“Would you like to go?” asked Marcia, listlessly.
“Yes, I should, very much,” said Halleck, scrambling to his feet, “if it won't tire you too much?”
“Oh, no,” said Marcia, gently, and led the way. She kept ahead of him in the climb, as she easily could, and she answered briefly to all he said. When they arrived at the top, “There is the view,” she said coldly. She waved her hand toward the valley; she made a sound in her throat as if she would speak again, but her voice died in one broken sob.
Halleck stood with downcast eyes, and trembled. He durst not look at her, not for what he should see in her face, but for what she should see in his: the anguish of intelligence, the helpless pity. He beat the rock at his feet with the ferule of his stick, and could not lift his head again. When he did, she stood turned from him and drying her eyes on her handkerchief.

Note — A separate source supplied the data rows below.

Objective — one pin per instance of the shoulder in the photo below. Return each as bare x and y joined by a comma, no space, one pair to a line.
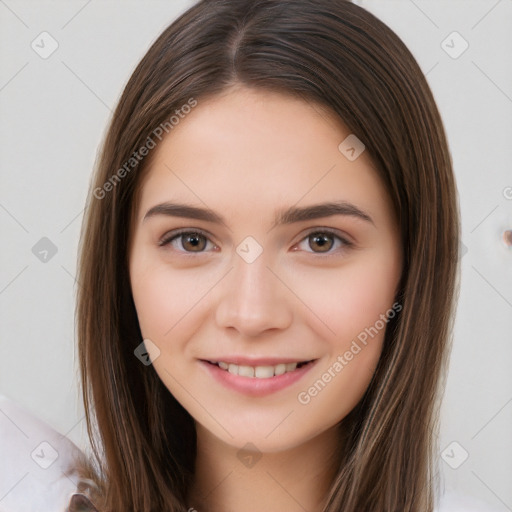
36,462
453,501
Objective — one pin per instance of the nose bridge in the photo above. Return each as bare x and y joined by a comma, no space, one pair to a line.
253,298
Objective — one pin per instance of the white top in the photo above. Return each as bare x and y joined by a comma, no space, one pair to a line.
34,460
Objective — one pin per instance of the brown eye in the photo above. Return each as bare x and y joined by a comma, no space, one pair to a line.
187,241
323,241
193,242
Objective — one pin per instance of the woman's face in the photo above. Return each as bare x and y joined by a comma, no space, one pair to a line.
241,274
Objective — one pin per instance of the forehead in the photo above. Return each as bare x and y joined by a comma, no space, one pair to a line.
249,150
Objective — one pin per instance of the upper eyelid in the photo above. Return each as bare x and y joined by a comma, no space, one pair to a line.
171,235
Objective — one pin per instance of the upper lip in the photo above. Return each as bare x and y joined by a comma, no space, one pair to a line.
258,361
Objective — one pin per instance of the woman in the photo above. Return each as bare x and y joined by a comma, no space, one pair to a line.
268,269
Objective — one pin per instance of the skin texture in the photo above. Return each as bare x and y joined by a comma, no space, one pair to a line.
246,154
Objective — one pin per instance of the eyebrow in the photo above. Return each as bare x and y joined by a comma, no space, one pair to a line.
287,216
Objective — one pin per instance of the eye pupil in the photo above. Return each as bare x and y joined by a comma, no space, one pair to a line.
194,239
324,241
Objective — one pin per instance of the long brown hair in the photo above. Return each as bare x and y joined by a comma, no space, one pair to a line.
335,54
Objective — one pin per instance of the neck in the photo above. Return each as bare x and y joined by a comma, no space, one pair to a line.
294,480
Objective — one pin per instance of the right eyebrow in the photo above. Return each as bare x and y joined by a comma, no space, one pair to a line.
287,216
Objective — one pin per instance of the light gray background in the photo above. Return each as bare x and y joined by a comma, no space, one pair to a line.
54,114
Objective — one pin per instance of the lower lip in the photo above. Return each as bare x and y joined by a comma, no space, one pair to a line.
254,386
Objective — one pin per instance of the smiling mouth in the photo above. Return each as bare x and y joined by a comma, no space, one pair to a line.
260,372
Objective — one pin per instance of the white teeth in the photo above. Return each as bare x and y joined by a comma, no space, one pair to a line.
290,367
246,371
279,369
263,372
258,372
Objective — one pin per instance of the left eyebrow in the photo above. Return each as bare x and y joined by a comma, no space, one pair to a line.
287,216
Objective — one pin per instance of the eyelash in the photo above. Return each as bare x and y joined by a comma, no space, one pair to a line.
170,237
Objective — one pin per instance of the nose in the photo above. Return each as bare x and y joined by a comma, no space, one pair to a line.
254,299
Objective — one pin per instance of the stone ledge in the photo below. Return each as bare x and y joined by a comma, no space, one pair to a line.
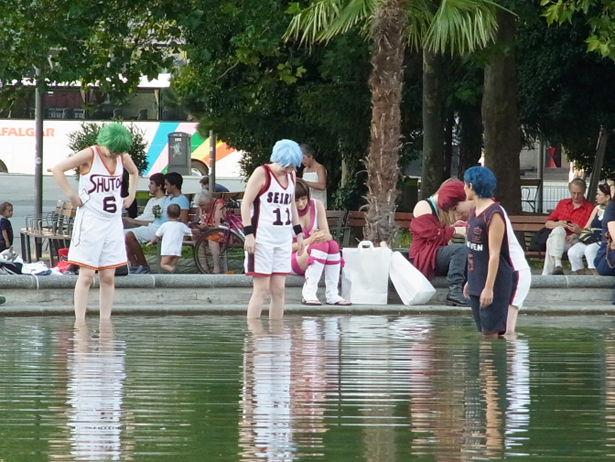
145,281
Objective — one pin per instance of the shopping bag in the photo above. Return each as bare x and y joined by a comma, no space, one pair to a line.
413,288
365,276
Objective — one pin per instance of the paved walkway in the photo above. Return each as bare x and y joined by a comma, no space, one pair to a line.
223,294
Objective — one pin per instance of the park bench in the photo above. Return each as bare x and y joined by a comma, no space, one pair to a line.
355,221
525,226
54,229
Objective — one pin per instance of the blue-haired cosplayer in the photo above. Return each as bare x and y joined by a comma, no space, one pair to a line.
499,277
269,216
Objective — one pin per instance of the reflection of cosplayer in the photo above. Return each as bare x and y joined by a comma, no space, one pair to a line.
432,227
269,217
323,253
498,274
97,243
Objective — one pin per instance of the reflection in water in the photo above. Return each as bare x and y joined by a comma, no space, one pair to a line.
94,394
518,386
609,390
335,388
285,381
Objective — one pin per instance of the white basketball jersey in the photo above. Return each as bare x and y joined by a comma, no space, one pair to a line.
272,213
100,190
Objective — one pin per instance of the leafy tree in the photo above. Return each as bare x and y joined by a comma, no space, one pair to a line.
251,88
599,15
459,26
565,93
112,43
89,131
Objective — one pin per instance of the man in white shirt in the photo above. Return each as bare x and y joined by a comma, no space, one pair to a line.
157,193
143,228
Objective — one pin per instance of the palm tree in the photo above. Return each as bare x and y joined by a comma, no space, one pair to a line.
458,26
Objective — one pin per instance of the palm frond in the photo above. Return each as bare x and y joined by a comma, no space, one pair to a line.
462,26
324,19
420,15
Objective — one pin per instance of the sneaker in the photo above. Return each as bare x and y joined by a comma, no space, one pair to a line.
456,298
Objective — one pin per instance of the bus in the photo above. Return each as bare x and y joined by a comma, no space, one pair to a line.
151,108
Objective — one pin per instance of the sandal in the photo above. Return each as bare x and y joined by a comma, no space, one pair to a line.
341,303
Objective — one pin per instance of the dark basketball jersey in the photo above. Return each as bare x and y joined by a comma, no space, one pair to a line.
478,255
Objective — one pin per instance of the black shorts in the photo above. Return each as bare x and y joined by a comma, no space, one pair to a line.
490,319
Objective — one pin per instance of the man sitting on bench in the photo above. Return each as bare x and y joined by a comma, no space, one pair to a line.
566,221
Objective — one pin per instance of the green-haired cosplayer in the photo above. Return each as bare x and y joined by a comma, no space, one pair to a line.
97,243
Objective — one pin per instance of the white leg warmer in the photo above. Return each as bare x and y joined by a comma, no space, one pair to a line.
313,273
332,278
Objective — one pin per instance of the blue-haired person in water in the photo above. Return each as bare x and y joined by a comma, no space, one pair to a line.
97,243
270,220
499,277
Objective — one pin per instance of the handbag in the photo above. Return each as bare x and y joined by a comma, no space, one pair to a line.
413,288
589,236
365,276
539,240
605,257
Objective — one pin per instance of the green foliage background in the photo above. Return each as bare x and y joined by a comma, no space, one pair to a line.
88,133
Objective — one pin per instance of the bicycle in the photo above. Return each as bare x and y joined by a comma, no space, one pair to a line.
226,240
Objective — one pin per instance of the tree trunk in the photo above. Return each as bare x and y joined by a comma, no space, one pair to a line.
385,81
433,125
470,137
448,146
500,121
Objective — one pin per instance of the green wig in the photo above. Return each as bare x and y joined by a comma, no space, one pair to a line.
115,137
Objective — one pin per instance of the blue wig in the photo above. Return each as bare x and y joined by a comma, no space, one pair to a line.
115,137
482,180
286,153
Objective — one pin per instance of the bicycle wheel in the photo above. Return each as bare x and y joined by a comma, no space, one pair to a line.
219,245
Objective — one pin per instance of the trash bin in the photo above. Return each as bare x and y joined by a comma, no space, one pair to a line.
409,194
179,153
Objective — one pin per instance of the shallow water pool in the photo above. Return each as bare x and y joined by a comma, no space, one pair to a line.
337,388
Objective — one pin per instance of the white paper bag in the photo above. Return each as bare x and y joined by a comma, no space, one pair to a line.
365,276
411,285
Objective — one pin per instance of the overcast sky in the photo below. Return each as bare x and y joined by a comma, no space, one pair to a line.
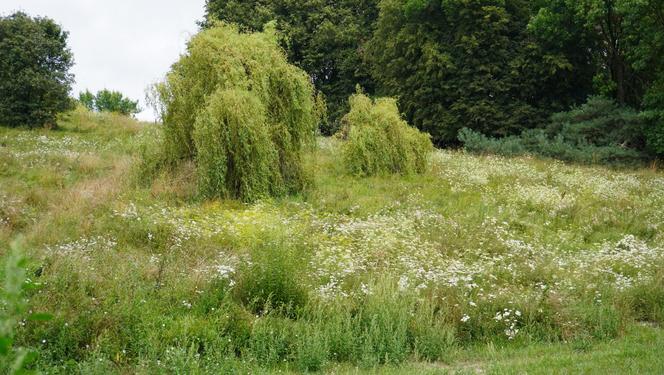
122,45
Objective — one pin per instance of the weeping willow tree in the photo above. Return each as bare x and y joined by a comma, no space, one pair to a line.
234,106
378,141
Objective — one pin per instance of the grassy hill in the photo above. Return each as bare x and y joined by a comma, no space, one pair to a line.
483,264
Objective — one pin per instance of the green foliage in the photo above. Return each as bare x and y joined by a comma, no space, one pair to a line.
599,131
653,116
34,71
235,106
619,44
464,63
109,101
324,37
13,308
272,281
379,141
87,99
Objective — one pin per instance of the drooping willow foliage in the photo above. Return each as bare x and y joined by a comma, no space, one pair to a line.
235,106
379,141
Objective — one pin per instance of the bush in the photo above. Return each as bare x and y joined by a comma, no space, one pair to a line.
34,71
236,107
599,132
379,141
109,101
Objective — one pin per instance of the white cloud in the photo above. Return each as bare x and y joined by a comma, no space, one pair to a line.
122,45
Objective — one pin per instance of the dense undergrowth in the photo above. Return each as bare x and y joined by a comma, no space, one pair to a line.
384,270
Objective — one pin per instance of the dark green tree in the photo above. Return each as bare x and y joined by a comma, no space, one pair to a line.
457,63
34,71
114,101
87,99
325,38
619,43
109,101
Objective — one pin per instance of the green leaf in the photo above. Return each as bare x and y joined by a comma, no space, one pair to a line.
40,317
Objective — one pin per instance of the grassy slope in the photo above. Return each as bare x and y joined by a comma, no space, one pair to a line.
408,268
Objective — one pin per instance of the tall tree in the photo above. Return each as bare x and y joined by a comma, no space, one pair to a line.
34,71
326,38
463,63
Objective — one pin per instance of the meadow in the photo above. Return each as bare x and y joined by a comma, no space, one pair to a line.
483,264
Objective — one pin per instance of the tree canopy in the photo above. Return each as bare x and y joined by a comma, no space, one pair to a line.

Their looks met, and she trusted her self-betrayal to him without any attempt at excuse or explanation.
“I will send Hubbard up to help you down,” said Halleck.
“Well,” she answered, sadly.
He clambered down the side of the bluff, and Bartley started to his feet in guilty alarm when he saw him approach. “What's the matter?”
“Nothing. But I think you had better help Mrs. Hubbard down the bluff.”
“Oh!” cried Mrs. Macallister. “A panic! how interesting!”
Halleck did not respond. He threw himself on the grass, and left her to change or pursue the subject as she liked. Bartley showed more savoir-faire when he came back with Marcia, after an absence long enough to let her remove the traces of her tears.